Mr Major’s Comments on the Scott Report – 16 February 1996

Below is the text of Mr Major’s comments on the Scott Report, made on the 16th February 1996.


PRIME MINISTER:

I think Sir Richard has done a very thorough, very competent job and I am very grateful to him. It has taken three years of work and I think people can now see the outcome. I thought it was very important that Sir Richard examined these matters because the charges that were laid, that the Government were seeking to arm Saddam Hussein and that Government Ministers had conspired to send innocent men to jail, were very serious indeed. I thought the only way that they could be comprehensively examined and people would realise that they were untrue was to have the sort of examination Sir Richard has carried out so I am immensely grateful to him for it.

I think you need to look at the whole context of the report. What was the report about? The report was about whether innocent men were going to be sent to jail by conspiracy and whether Saddam Hussein was being armed by the British Government. Those were the charges, those frankly were the smears with which Robin Cook and others have run with consistently over the last three years. They are comprehensively dismissed and I don’t think you can overlook the fact that that was what the report was about. They have gone. There is no doubt that didn’t happen. I am delighted at the outcome. I believed that that would be the outcome because I know William Waldegrave very well. It never occurred to me for a second that these charges would be true and it was important to me that the British nation realised that and now they do.

I think there are lessons to learn from Sir Richard’s report. It is very comprehensive. It has shown up some shortcomings and mistakes and I shall take these very seriously.

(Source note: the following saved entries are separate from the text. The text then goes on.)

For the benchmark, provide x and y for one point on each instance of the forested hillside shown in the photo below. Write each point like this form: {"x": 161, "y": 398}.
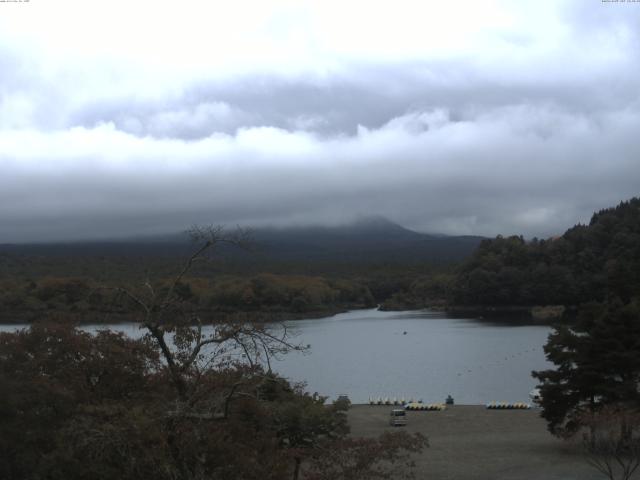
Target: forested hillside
{"x": 588, "y": 263}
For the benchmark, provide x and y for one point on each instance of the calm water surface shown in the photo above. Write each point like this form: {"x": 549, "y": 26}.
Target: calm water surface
{"x": 366, "y": 353}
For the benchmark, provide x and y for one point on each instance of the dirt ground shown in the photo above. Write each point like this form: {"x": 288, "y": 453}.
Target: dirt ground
{"x": 470, "y": 442}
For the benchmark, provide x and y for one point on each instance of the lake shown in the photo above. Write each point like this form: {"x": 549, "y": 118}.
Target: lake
{"x": 366, "y": 353}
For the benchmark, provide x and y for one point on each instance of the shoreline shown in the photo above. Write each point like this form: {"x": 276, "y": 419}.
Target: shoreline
{"x": 470, "y": 442}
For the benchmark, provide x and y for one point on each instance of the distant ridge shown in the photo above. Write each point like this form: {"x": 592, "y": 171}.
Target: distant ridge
{"x": 366, "y": 240}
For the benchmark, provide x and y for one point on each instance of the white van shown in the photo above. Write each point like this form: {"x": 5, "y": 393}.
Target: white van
{"x": 398, "y": 418}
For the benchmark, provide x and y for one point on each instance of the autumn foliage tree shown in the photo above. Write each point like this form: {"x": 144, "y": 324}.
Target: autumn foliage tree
{"x": 188, "y": 400}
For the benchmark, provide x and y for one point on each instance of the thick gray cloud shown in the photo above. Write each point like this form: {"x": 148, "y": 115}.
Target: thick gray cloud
{"x": 528, "y": 131}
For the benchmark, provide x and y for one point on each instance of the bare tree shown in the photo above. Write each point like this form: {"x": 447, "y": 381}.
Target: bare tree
{"x": 611, "y": 440}
{"x": 189, "y": 349}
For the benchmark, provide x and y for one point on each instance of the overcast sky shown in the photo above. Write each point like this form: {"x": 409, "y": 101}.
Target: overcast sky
{"x": 479, "y": 117}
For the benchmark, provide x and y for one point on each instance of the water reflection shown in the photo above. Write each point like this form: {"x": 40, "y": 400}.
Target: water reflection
{"x": 420, "y": 354}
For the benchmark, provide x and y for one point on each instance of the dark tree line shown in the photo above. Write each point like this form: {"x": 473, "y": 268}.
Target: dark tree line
{"x": 588, "y": 263}
{"x": 189, "y": 400}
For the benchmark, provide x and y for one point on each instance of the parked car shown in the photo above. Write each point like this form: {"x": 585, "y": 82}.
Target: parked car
{"x": 398, "y": 418}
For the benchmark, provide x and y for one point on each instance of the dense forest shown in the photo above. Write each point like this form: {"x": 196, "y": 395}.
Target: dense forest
{"x": 278, "y": 274}
{"x": 588, "y": 263}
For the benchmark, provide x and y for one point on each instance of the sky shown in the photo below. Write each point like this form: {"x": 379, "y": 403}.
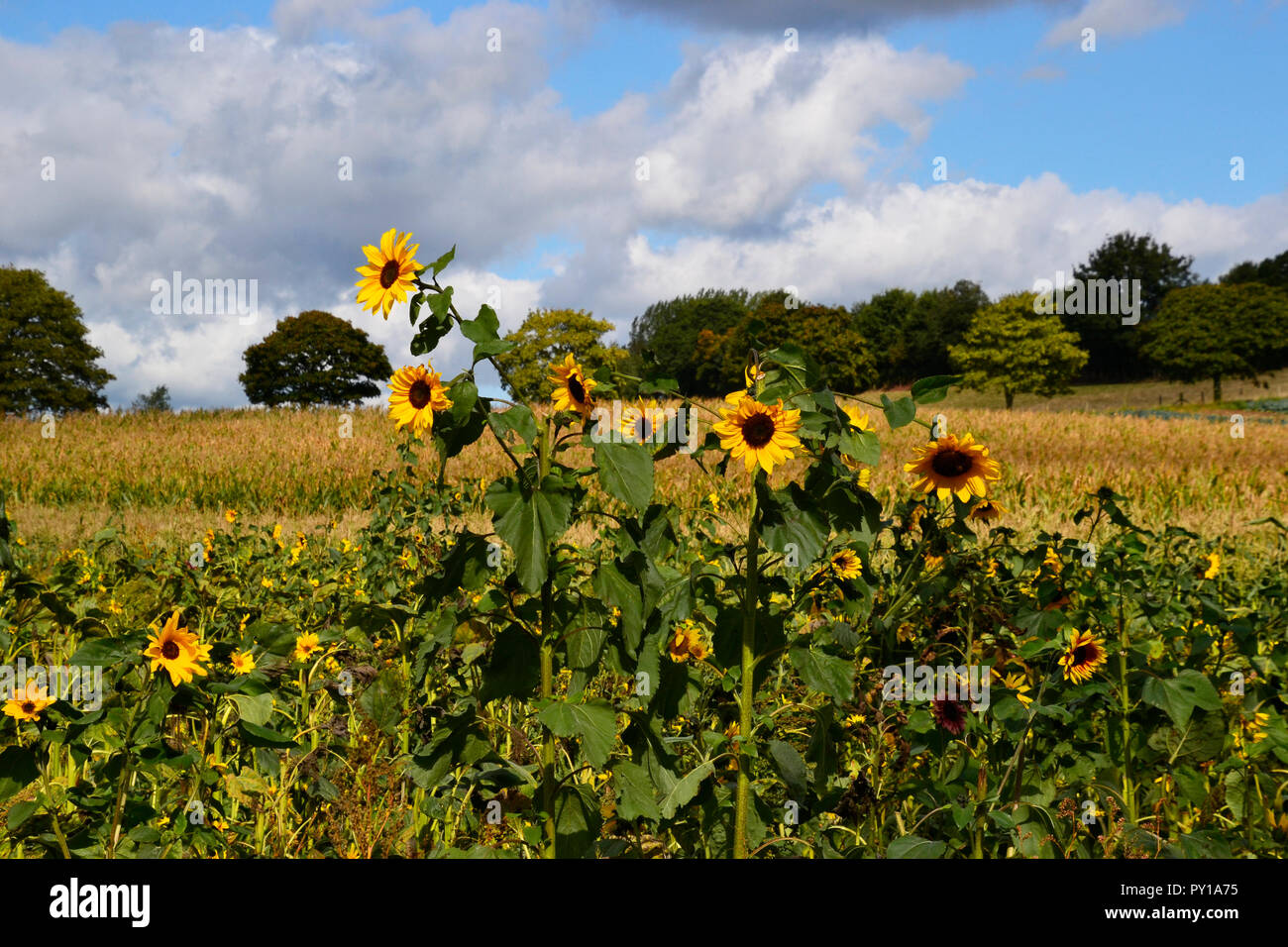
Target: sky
{"x": 604, "y": 155}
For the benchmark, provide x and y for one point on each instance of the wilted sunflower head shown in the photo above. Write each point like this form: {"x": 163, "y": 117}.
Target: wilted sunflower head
{"x": 953, "y": 466}
{"x": 27, "y": 702}
{"x": 642, "y": 421}
{"x": 389, "y": 272}
{"x": 1082, "y": 657}
{"x": 951, "y": 715}
{"x": 572, "y": 386}
{"x": 758, "y": 433}
{"x": 176, "y": 651}
{"x": 416, "y": 394}
{"x": 987, "y": 512}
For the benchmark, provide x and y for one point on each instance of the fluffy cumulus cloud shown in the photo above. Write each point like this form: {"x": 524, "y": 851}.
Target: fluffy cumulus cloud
{"x": 224, "y": 163}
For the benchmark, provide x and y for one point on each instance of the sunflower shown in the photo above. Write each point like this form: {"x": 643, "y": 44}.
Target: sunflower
{"x": 390, "y": 270}
{"x": 27, "y": 703}
{"x": 687, "y": 642}
{"x": 642, "y": 421}
{"x": 572, "y": 386}
{"x": 951, "y": 715}
{"x": 987, "y": 512}
{"x": 305, "y": 644}
{"x": 845, "y": 565}
{"x": 1083, "y": 656}
{"x": 1214, "y": 566}
{"x": 416, "y": 395}
{"x": 953, "y": 466}
{"x": 758, "y": 433}
{"x": 176, "y": 651}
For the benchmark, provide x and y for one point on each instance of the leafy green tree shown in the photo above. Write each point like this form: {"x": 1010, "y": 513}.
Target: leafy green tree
{"x": 313, "y": 359}
{"x": 1271, "y": 270}
{"x": 545, "y": 338}
{"x": 46, "y": 361}
{"x": 1012, "y": 348}
{"x": 824, "y": 334}
{"x": 1219, "y": 331}
{"x": 1113, "y": 347}
{"x": 156, "y": 399}
{"x": 883, "y": 324}
{"x": 666, "y": 337}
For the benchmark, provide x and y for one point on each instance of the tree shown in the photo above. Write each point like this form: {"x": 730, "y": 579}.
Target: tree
{"x": 545, "y": 338}
{"x": 1271, "y": 270}
{"x": 313, "y": 359}
{"x": 1113, "y": 347}
{"x": 883, "y": 322}
{"x": 824, "y": 334}
{"x": 1013, "y": 348}
{"x": 1219, "y": 331}
{"x": 665, "y": 338}
{"x": 156, "y": 399}
{"x": 46, "y": 361}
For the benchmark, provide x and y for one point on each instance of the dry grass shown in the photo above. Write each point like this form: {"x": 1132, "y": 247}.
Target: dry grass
{"x": 167, "y": 478}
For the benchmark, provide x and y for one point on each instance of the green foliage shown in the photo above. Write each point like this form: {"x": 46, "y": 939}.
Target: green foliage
{"x": 1012, "y": 348}
{"x": 156, "y": 399}
{"x": 1214, "y": 331}
{"x": 1271, "y": 270}
{"x": 544, "y": 339}
{"x": 47, "y": 364}
{"x": 313, "y": 359}
{"x": 1112, "y": 347}
{"x": 665, "y": 339}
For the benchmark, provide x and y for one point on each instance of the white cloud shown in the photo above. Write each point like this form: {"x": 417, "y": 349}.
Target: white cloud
{"x": 1116, "y": 18}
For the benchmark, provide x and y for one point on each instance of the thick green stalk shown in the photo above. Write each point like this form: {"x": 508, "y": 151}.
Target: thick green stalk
{"x": 748, "y": 690}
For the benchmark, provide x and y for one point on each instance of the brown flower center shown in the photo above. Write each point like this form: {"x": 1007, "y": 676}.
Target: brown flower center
{"x": 419, "y": 393}
{"x": 758, "y": 431}
{"x": 576, "y": 389}
{"x": 951, "y": 463}
{"x": 389, "y": 274}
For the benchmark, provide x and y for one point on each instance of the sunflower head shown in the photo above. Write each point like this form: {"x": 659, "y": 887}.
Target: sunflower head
{"x": 572, "y": 386}
{"x": 176, "y": 651}
{"x": 415, "y": 394}
{"x": 27, "y": 702}
{"x": 845, "y": 565}
{"x": 758, "y": 433}
{"x": 953, "y": 466}
{"x": 1083, "y": 656}
{"x": 305, "y": 646}
{"x": 389, "y": 272}
{"x": 642, "y": 421}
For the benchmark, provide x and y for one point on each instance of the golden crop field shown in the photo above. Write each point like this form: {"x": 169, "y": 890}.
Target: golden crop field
{"x": 161, "y": 476}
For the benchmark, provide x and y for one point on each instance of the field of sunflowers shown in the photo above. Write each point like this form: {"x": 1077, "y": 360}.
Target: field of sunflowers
{"x": 568, "y": 660}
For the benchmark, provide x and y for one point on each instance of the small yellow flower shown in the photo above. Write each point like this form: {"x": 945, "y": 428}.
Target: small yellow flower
{"x": 305, "y": 644}
{"x": 1214, "y": 566}
{"x": 27, "y": 703}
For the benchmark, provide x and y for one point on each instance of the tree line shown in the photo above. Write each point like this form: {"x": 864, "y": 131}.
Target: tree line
{"x": 1188, "y": 330}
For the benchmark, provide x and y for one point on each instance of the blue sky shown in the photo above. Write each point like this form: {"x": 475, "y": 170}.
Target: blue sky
{"x": 768, "y": 169}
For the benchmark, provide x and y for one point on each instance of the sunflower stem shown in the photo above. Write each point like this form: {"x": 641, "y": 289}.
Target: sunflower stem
{"x": 748, "y": 669}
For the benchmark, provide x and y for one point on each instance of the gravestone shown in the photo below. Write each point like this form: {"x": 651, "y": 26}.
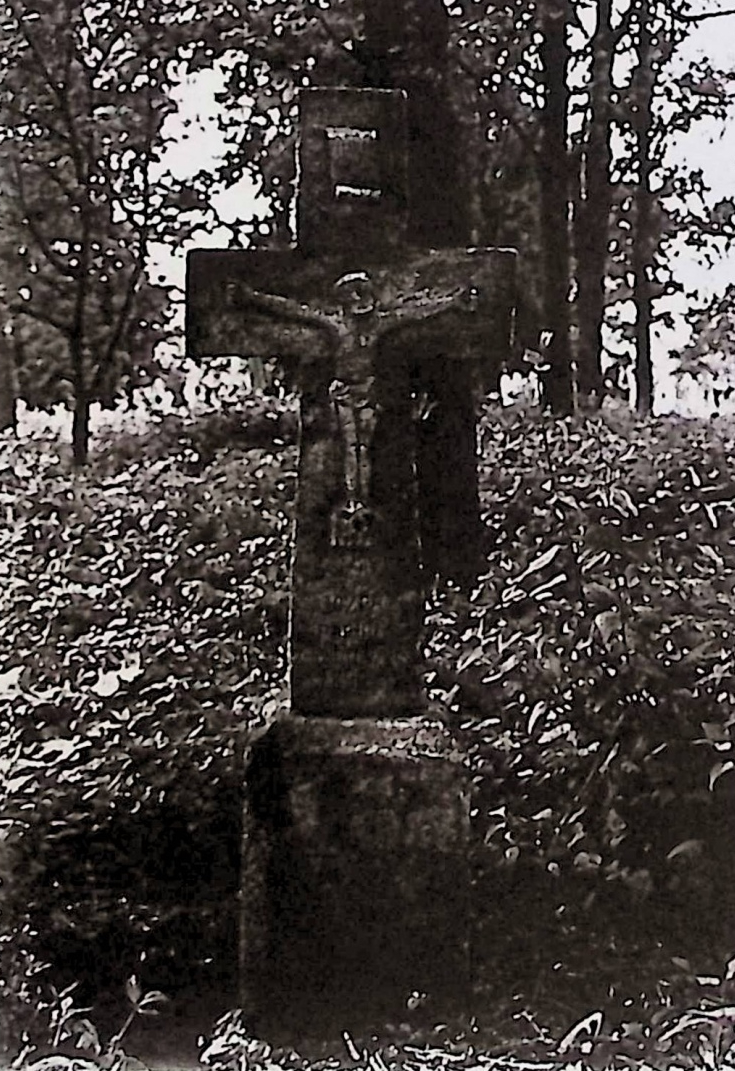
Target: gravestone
{"x": 356, "y": 879}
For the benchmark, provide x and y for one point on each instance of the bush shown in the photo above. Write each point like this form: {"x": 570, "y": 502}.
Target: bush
{"x": 589, "y": 674}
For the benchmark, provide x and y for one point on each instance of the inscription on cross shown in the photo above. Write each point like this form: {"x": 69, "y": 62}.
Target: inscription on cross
{"x": 356, "y": 878}
{"x": 356, "y": 311}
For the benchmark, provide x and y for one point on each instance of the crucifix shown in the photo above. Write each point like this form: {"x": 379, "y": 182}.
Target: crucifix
{"x": 356, "y": 879}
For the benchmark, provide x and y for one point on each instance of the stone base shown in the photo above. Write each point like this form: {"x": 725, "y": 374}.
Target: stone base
{"x": 356, "y": 880}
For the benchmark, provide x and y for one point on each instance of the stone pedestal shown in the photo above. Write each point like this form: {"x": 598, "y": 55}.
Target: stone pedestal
{"x": 356, "y": 877}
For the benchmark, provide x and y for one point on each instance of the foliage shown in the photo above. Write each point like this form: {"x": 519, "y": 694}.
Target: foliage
{"x": 589, "y": 675}
{"x": 66, "y": 1031}
{"x": 143, "y": 638}
{"x": 591, "y": 668}
{"x": 86, "y": 91}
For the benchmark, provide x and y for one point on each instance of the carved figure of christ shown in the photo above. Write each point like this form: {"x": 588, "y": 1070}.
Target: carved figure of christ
{"x": 357, "y": 321}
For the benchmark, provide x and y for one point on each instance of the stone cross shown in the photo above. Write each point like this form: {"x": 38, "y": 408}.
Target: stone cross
{"x": 355, "y": 876}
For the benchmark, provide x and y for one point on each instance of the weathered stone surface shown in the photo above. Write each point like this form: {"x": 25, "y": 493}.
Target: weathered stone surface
{"x": 358, "y": 585}
{"x": 354, "y": 169}
{"x": 356, "y": 876}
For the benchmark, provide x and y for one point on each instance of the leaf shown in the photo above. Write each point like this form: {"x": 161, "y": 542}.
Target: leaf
{"x": 106, "y": 684}
{"x": 718, "y": 770}
{"x": 10, "y": 682}
{"x": 538, "y": 711}
{"x": 589, "y": 1025}
{"x": 689, "y": 848}
{"x": 148, "y": 1004}
{"x": 133, "y": 991}
{"x": 538, "y": 563}
{"x": 609, "y": 624}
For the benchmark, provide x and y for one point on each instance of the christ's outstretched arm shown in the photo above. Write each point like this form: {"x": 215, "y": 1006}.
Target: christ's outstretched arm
{"x": 425, "y": 306}
{"x": 285, "y": 308}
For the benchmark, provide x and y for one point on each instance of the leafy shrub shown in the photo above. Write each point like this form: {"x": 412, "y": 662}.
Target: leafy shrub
{"x": 590, "y": 675}
{"x": 593, "y": 668}
{"x": 141, "y": 642}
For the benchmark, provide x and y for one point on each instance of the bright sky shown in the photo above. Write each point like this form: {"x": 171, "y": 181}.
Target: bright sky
{"x": 196, "y": 141}
{"x": 709, "y": 147}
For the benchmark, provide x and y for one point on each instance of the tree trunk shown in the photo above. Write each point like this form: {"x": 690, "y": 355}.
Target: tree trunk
{"x": 9, "y": 388}
{"x": 554, "y": 169}
{"x": 642, "y": 258}
{"x": 593, "y": 221}
{"x": 81, "y": 403}
{"x": 80, "y": 430}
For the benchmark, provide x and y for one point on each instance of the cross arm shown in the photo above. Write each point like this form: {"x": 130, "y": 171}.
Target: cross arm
{"x": 280, "y": 307}
{"x": 425, "y": 305}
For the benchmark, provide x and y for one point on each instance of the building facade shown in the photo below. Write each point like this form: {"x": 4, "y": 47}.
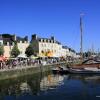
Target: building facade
{"x": 8, "y": 40}
{"x": 49, "y": 47}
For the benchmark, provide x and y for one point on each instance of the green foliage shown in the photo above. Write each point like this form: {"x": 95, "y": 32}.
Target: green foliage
{"x": 29, "y": 50}
{"x": 15, "y": 51}
{"x": 1, "y": 50}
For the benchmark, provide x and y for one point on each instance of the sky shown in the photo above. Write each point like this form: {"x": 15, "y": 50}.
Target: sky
{"x": 59, "y": 18}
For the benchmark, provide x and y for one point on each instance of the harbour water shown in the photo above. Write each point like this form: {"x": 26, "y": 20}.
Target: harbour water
{"x": 47, "y": 86}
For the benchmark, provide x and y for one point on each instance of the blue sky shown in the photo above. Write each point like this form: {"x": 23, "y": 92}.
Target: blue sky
{"x": 53, "y": 17}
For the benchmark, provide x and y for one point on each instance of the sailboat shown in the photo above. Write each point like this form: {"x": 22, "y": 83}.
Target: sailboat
{"x": 90, "y": 65}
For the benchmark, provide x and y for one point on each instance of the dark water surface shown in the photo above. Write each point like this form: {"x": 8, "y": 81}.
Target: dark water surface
{"x": 46, "y": 86}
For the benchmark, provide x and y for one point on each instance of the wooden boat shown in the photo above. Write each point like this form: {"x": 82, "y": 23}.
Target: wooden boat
{"x": 87, "y": 70}
{"x": 89, "y": 63}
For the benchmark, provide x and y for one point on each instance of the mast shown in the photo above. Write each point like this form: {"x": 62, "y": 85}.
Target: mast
{"x": 81, "y": 36}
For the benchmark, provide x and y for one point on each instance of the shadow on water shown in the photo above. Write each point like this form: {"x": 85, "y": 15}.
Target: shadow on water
{"x": 45, "y": 85}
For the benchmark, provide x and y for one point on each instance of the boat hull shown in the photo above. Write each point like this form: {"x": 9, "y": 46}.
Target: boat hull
{"x": 74, "y": 71}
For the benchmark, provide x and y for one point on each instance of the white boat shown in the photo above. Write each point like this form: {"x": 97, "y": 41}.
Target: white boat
{"x": 86, "y": 70}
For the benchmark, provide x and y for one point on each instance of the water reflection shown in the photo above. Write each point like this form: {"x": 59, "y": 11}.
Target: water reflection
{"x": 51, "y": 82}
{"x": 62, "y": 87}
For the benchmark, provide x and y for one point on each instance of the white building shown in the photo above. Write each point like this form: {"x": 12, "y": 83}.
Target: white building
{"x": 49, "y": 47}
{"x": 8, "y": 42}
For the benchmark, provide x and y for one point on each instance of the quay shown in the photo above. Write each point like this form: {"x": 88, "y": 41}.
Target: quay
{"x": 26, "y": 70}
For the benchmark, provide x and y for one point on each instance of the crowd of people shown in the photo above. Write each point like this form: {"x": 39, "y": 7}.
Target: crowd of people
{"x": 25, "y": 62}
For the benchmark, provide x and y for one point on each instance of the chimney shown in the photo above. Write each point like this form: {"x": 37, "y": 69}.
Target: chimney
{"x": 53, "y": 38}
{"x": 34, "y": 37}
{"x": 26, "y": 38}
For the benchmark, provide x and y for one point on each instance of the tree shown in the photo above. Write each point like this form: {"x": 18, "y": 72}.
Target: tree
{"x": 15, "y": 51}
{"x": 1, "y": 50}
{"x": 29, "y": 50}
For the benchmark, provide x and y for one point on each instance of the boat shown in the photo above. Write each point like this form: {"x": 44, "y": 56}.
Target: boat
{"x": 60, "y": 70}
{"x": 86, "y": 70}
{"x": 90, "y": 63}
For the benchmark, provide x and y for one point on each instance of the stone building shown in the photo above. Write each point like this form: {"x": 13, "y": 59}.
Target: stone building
{"x": 8, "y": 41}
{"x": 48, "y": 47}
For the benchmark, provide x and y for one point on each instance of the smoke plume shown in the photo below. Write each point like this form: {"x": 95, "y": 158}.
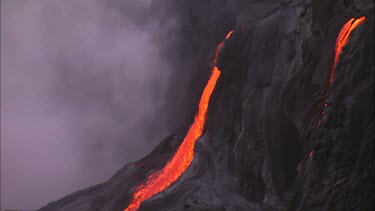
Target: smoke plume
{"x": 83, "y": 89}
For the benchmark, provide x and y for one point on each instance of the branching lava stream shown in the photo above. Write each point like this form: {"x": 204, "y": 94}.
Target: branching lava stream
{"x": 163, "y": 178}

When I invited Sir Richard to set his own terms of reference I did so knowingly. I did so knowing he would look at it very carefully and he might throw up things that needed to be amended and needed to be changed, and he has in some respects and we will examine these very carefully. Some we have already put into operation and others we are examining. All of them will be examined with very great care. The dissemination of intelligence material for example. Clearly it would have been better if that had been better disseminated. That is an illustration of it. Indeed the fact that there are something like 100,000 pieces of intelligence to be looked at in a short period is a mitigating circumstance but there is more to be done. So there are things to be learned from the report.